The ChIP technique is a robust and reliable method to study in vivo binding patterns of proteins. The applicability of this technique is enhanced dramatically by inclusion of ChIP-chip and ChIP-seq assays. In the ChIP-chip technique, a reference and test IP DNA is purified, amplified by ligation-mediated PCR (LM-PCR), and differentially labeled with fluorescent dyes. Next, they are hybridized to a DNA tiling array comprised of oligonucleotide probes covering the entire genome, individual chromosomes or specific genomic loci. The relative fluorescent intensity of the test versus reference channels gives the degree of enrichment of the protein of interest. The end result of this process is the generation of high-resolution genome-wide maps of protein occupancy. However, with the development of large-scale next-generation sequencing techniques, ChIP-seq has largely replaced ChIP-chip as the method of choice for genome-wide studies of protein–DNA interactions. In this method, the IP DNA is purified, processed, and analyzed by massively parallel DNA sequencing [10]. The major advantages of ChIP-seq over ChIP-chip are higher resolution and coverage. The high-resolution genome-wide profiles of protein binding generated by ChIP-chip and ChIP-seq analyses help in delineating expression and regulatory domains on chromatin. These techniques are also indispensable for finding genome-wide binding of evolutionarily conserved proteins in relatively less worked out organisms, whose whole genome has been sequenced. A detailed protocol of ChIP-seq assay for C. albicans has been described elsewhere [15].

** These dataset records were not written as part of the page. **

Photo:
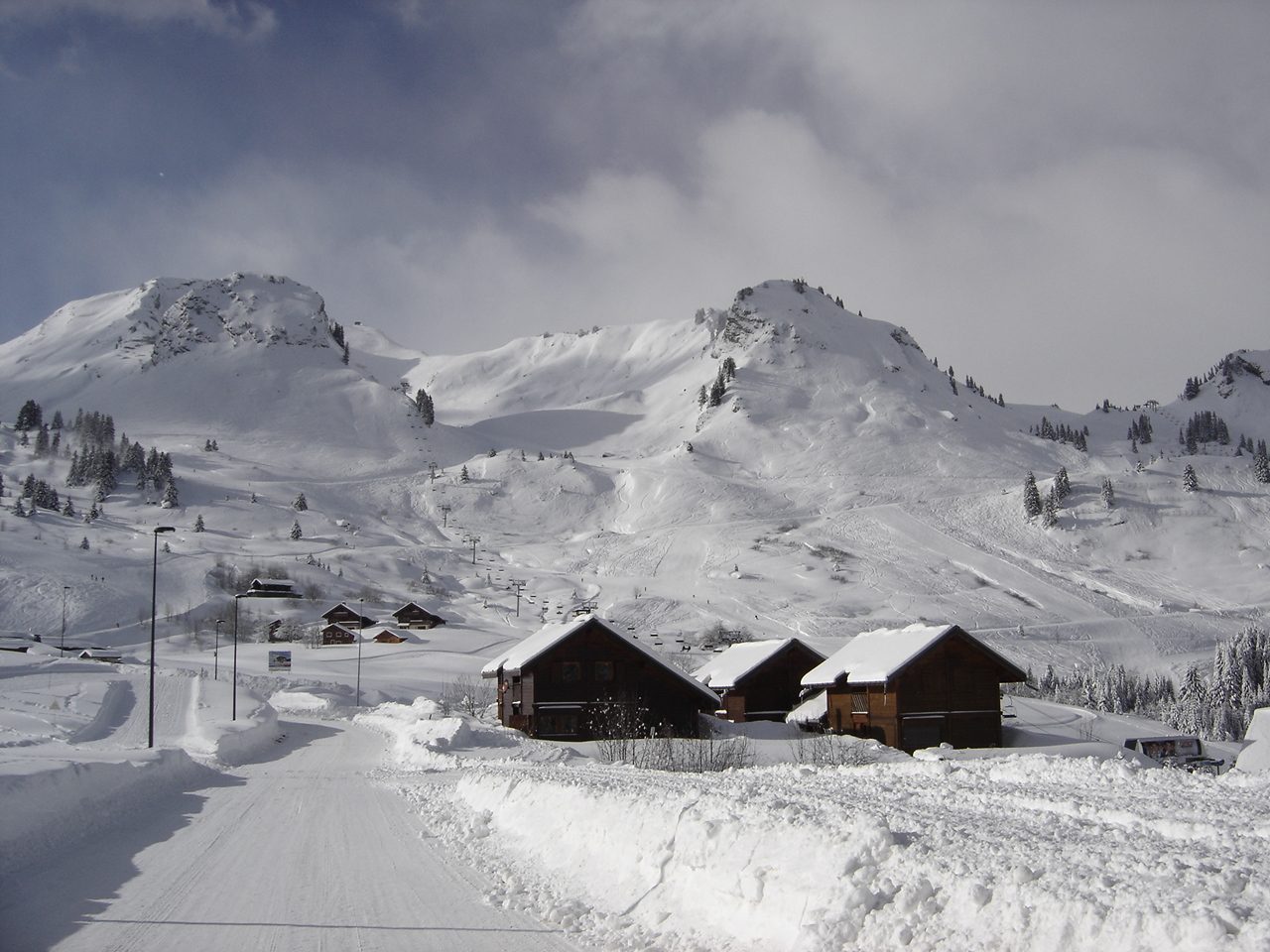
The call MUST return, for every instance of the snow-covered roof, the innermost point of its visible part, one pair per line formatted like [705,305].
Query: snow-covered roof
[876,655]
[541,642]
[724,670]
[815,708]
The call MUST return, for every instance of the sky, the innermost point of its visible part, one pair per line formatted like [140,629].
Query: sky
[1069,202]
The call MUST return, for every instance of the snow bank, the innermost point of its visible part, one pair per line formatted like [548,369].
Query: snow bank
[50,805]
[1255,758]
[1029,852]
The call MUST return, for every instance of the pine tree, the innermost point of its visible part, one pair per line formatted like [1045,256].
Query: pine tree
[28,416]
[1062,484]
[1049,513]
[1032,497]
[1261,467]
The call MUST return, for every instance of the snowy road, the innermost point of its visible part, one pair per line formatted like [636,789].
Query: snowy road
[302,852]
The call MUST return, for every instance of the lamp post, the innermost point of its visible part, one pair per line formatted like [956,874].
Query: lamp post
[62,648]
[154,597]
[234,688]
[361,633]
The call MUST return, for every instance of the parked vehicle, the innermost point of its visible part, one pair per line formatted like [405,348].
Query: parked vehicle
[1180,751]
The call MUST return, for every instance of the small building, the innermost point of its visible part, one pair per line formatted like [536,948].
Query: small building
[414,616]
[758,680]
[584,679]
[338,635]
[272,588]
[388,635]
[109,655]
[348,617]
[915,687]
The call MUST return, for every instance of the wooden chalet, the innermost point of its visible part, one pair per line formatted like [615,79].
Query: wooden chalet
[758,680]
[335,634]
[915,687]
[348,617]
[584,679]
[386,635]
[414,616]
[272,588]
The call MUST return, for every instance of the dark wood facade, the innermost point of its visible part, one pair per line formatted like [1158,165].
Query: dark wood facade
[948,693]
[336,635]
[771,689]
[348,617]
[594,682]
[413,616]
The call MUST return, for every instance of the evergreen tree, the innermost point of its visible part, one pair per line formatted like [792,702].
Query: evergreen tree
[28,416]
[1062,484]
[1049,513]
[1032,497]
[423,405]
[1107,493]
[1261,467]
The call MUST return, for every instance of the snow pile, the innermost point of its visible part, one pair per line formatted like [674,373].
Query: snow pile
[53,803]
[1255,758]
[1028,852]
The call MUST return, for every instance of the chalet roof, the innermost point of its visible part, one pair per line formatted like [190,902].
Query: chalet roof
[812,710]
[878,655]
[722,671]
[538,644]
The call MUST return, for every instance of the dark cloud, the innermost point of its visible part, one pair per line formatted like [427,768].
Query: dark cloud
[1064,200]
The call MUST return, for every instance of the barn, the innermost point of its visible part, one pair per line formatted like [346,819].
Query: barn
[345,616]
[916,687]
[583,679]
[338,635]
[758,680]
[414,616]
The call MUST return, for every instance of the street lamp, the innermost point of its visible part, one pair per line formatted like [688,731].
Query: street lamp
[63,647]
[154,594]
[234,688]
[361,633]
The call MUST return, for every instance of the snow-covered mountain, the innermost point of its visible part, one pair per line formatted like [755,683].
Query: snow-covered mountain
[837,479]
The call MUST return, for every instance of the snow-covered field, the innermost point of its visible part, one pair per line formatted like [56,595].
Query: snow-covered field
[841,485]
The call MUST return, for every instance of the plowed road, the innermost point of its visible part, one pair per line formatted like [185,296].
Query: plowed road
[300,852]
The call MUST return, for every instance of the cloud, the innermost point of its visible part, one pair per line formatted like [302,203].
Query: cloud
[238,19]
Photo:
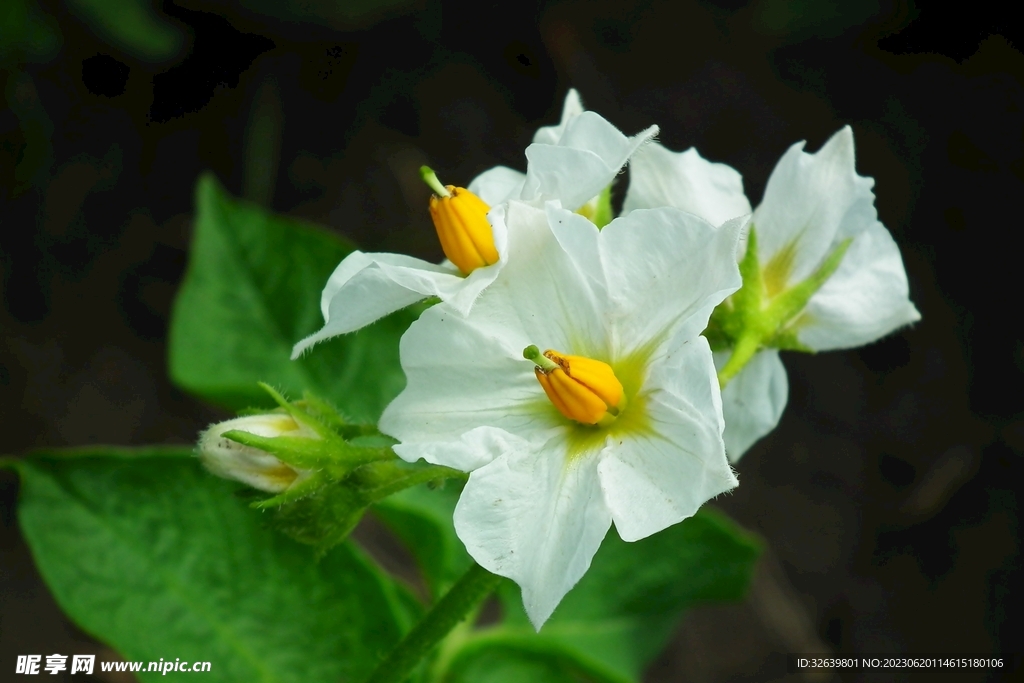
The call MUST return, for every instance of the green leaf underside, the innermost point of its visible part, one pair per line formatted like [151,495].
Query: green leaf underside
[252,290]
[421,517]
[156,557]
[608,628]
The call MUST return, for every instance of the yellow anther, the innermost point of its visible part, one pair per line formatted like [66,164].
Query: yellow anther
[582,389]
[461,220]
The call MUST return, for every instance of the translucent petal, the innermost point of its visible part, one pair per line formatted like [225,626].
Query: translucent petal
[865,299]
[811,204]
[367,287]
[536,518]
[570,110]
[498,185]
[753,401]
[663,474]
[587,158]
[461,377]
[685,180]
[659,271]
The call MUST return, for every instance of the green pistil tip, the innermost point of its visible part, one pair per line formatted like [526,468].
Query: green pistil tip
[543,361]
[430,178]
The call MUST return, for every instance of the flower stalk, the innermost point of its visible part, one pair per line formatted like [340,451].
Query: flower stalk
[451,610]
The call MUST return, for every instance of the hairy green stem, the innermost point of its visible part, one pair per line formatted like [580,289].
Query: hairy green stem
[745,347]
[457,604]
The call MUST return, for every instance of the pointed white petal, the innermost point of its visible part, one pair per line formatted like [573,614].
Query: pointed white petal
[498,185]
[660,476]
[813,202]
[587,158]
[685,180]
[865,299]
[361,290]
[459,377]
[536,518]
[753,401]
[570,110]
[367,287]
[666,270]
[542,297]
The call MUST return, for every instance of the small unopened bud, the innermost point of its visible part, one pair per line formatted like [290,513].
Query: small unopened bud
[461,220]
[252,466]
[583,389]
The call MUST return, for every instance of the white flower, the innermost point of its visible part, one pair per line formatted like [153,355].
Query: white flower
[544,488]
[813,206]
[569,163]
[257,468]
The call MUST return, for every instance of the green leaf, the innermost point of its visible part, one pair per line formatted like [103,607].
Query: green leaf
[27,34]
[421,517]
[154,556]
[252,290]
[624,610]
[132,26]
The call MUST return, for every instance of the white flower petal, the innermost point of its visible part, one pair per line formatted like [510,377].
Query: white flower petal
[866,298]
[685,180]
[812,203]
[753,401]
[587,158]
[537,519]
[460,378]
[655,479]
[472,450]
[570,110]
[667,269]
[542,298]
[367,287]
[498,185]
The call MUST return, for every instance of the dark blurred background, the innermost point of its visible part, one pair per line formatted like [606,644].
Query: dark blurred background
[889,494]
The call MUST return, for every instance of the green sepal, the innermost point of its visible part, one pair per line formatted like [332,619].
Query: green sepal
[335,456]
[323,513]
[786,307]
[751,319]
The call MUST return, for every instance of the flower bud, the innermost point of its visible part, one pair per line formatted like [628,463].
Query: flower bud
[583,389]
[255,467]
[461,220]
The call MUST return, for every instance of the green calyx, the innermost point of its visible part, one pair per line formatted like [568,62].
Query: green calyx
[345,469]
[763,312]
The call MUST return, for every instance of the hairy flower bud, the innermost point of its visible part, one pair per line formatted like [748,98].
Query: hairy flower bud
[255,467]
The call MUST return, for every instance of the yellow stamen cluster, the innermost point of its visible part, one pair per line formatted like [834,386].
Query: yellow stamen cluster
[461,220]
[583,389]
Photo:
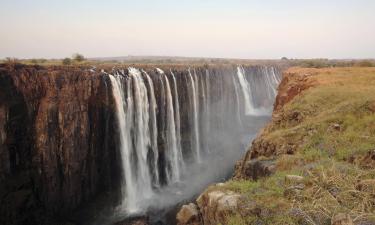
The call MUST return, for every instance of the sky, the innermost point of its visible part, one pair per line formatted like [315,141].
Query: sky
[251,29]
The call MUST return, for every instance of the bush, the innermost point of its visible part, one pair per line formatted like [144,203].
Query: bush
[67,61]
[78,57]
[365,63]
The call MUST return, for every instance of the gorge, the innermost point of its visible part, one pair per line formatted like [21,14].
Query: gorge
[149,137]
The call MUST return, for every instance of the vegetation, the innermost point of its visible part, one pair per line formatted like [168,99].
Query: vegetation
[67,61]
[78,57]
[334,136]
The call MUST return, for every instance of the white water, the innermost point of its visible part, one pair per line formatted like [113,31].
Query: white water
[195,120]
[207,110]
[129,190]
[174,155]
[250,108]
[238,111]
[178,122]
[154,130]
[137,112]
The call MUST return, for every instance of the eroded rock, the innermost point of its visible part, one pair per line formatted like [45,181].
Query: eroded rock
[188,215]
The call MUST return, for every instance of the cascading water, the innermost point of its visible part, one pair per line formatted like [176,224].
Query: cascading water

Further, the protocol described here has also been used for performing ChIP and ChIP-seq in the related Candida species viz. Candida dubliniensis [19, 15] and Candida tropicalis (unpublished). Thus, this procedure can be used as a standard ChIP protocol for many Candida sp.

6 Limitations

Despite their immense utility, ChIP and its associated techniques have several limitations. First, success of this assay depends primarily on the choice of the antibodies. Although, several antibodies can perform well in applications such as western blot, they often fail to recognize the presented epitope in a cross-linked chromatin. Further, under in vivo conditions, they can also show cross-reactivity with other chromatin proteins. These problems manifest themselves in the form of low signal to noise ratio in the output data. Second, the resolution of the traditional ChIP assays is not enhanced enough to identify precise binding sites of a protein. Although, the resolution is significantly increased in ChIP-chip and ChIP-seq assays, the enhanced sensitivity leads to increased probability of obtaining false positive hits. Therefore, whenever possible, the ChIP-seq and ChIP-chip hits should be validated by conventional PCR . Finally, binding of proteins to a genomic locus by ChIP does not, by itself, demonstrate the functional significance of the binding. Thus, additional experiments must be performed to determine the implications of the binding.